Bilgisiz olanlar, bilgili olanları, birazda elinde maddi imkânı olanları en üstte olarak görürler, dokunulmaz olduğunu, tapılması gerektiğini düşünürler. Aksi halde, Firavun’u tanrı, tanrının oğlu olarak görmek nasıl ve neyle açıklanır? Devleti ve mevcut sınıflı sistemi sorgulamamak devletin ve mevcut sınıflı sistemin var olabilmesinin ve devamlılığını sağlamanın harcıdır. Sorgulamak bilmeyi, anlamayı, kavramayı gerektirir. Bilmek özgür düşünmeyle olur. Hayatı doğru öğrenmek, yaşanılan sistemi anlamak ve gerektiğinde sorgulamak ve değiştirmek için zorunludur. Bu açıdan, devletli ve sınıflı sistemlerin insanların beyninde yarattıkları hiçbir engele takılmayacağız. Günümüz ulus devletlerinin, toplumların beyninde yarattıkları milliyetçilik, devlet baba zihniyeti, politik argüman olarak kullanılan toplumsal değerler vb. hepsi devletin insan beyninde inşa ettiği engeller ve sınırlardır. Bu engeller ve sınırlar aşılmadığı sürece devletin ve iktidarın sorgulanması ve toplumsal yaşamdan çıkarılması mümkün olmayacaktır. Devleti sorgulamak bilgi ve bilinçle olur. Devletin binlerce yıllık köleci zihniyetini aşmakla sorgulama kültürü gelişir.

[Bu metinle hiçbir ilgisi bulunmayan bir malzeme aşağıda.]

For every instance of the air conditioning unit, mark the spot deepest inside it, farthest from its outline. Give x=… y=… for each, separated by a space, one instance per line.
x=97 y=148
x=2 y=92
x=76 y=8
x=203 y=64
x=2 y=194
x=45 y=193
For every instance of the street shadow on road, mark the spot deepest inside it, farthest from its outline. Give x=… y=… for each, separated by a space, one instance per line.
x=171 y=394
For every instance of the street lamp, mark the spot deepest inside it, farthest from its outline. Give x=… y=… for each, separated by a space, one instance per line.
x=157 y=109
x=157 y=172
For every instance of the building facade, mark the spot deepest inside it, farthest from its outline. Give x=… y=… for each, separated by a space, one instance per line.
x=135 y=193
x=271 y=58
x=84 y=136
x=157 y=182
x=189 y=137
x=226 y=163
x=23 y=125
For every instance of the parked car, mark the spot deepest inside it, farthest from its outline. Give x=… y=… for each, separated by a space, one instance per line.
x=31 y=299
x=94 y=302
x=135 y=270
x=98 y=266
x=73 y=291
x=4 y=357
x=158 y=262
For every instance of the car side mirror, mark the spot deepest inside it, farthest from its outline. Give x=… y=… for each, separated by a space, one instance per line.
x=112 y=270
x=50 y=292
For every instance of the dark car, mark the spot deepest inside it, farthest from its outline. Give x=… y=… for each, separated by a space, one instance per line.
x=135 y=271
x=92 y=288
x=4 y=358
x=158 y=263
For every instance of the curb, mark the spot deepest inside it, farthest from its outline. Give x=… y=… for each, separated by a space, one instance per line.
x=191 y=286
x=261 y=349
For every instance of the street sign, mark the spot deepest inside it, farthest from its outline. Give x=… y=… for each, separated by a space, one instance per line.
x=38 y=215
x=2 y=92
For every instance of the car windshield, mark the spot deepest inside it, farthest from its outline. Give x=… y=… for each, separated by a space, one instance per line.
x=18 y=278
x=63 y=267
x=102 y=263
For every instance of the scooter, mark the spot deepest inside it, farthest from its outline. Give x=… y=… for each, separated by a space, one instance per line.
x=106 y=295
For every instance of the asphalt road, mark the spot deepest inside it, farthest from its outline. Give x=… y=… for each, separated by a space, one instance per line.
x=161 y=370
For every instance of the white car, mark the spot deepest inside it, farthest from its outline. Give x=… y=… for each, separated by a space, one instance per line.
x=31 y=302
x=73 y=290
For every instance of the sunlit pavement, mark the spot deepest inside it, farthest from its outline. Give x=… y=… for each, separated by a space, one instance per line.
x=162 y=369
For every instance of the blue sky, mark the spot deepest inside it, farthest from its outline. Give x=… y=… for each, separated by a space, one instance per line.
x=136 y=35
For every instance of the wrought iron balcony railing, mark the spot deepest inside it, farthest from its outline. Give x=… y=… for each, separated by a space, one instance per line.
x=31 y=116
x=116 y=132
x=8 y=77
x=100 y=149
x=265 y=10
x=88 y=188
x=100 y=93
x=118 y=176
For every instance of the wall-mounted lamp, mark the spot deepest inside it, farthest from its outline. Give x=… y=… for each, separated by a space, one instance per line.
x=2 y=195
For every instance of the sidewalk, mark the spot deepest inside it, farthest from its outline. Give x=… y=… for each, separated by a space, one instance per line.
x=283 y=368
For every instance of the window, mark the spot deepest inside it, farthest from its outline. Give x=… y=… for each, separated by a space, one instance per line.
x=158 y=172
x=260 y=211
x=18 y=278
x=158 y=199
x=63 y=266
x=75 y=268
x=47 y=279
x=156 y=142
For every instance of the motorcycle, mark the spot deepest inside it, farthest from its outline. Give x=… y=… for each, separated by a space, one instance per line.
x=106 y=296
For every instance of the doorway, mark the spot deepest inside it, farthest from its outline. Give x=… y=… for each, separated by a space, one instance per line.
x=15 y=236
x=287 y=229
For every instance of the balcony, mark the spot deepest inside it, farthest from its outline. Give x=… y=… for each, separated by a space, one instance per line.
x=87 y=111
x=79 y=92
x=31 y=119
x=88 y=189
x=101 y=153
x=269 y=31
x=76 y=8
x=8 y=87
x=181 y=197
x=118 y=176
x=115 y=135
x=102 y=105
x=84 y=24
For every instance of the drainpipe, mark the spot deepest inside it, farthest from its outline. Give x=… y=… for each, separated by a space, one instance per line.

Sorgulamayanlar, devleti ve köleliği iliklerine kadar yaşarlar. Ve sorunlardan şikayetçi olurlar. Zamlardan şikayetçi olurlar, hayat çok zordur derler, yoksulluk kaderdir derler. Devlet bizim efendimiz biz ise devletin köleleriyiz derler. Son yıllarda, Türkiye’de zamlar katlanarak geliyor ve günden güne ekonomik kriz derinleşiyor. Hiç kimse, bu zamlar neden oluyor? diye sormuyor, sistemi sorgulamıyor, sadece şikayetçi olmakla yetiniyorlar ve yine çözümü ve çareyi kendilerini bu yoksulluğa mahkûm edenlerden arıyorlar. Sorgulamak alternatif arayışı içinde olmak demektir. Kötü olanı yok etmek, iyi olanı yaşamsal kılmak demektir. Şikayetçi olmak acizlerin ve çaresizlik içinde olanların zavallık halidir. Yeni özgür insan sorgulayan ve alternatif arayışı içinde olan insan demektir. Dünyayı değiştirmenin yolu dünyayı sorgulamaktan geçer. Kirliliği kabul ederseniz kendinizi temizleyemezsiniz. Bu açıdan, temiz olmak istiyorsanız kirliliğe ihtiraz edip kirliliğe karşı savaşacaksınız. Devletli ve sınıflı sistemler toplumsal yaşamın kirletilmesidir. Devrim ise toplumun her bakımdan temizlenmesidir.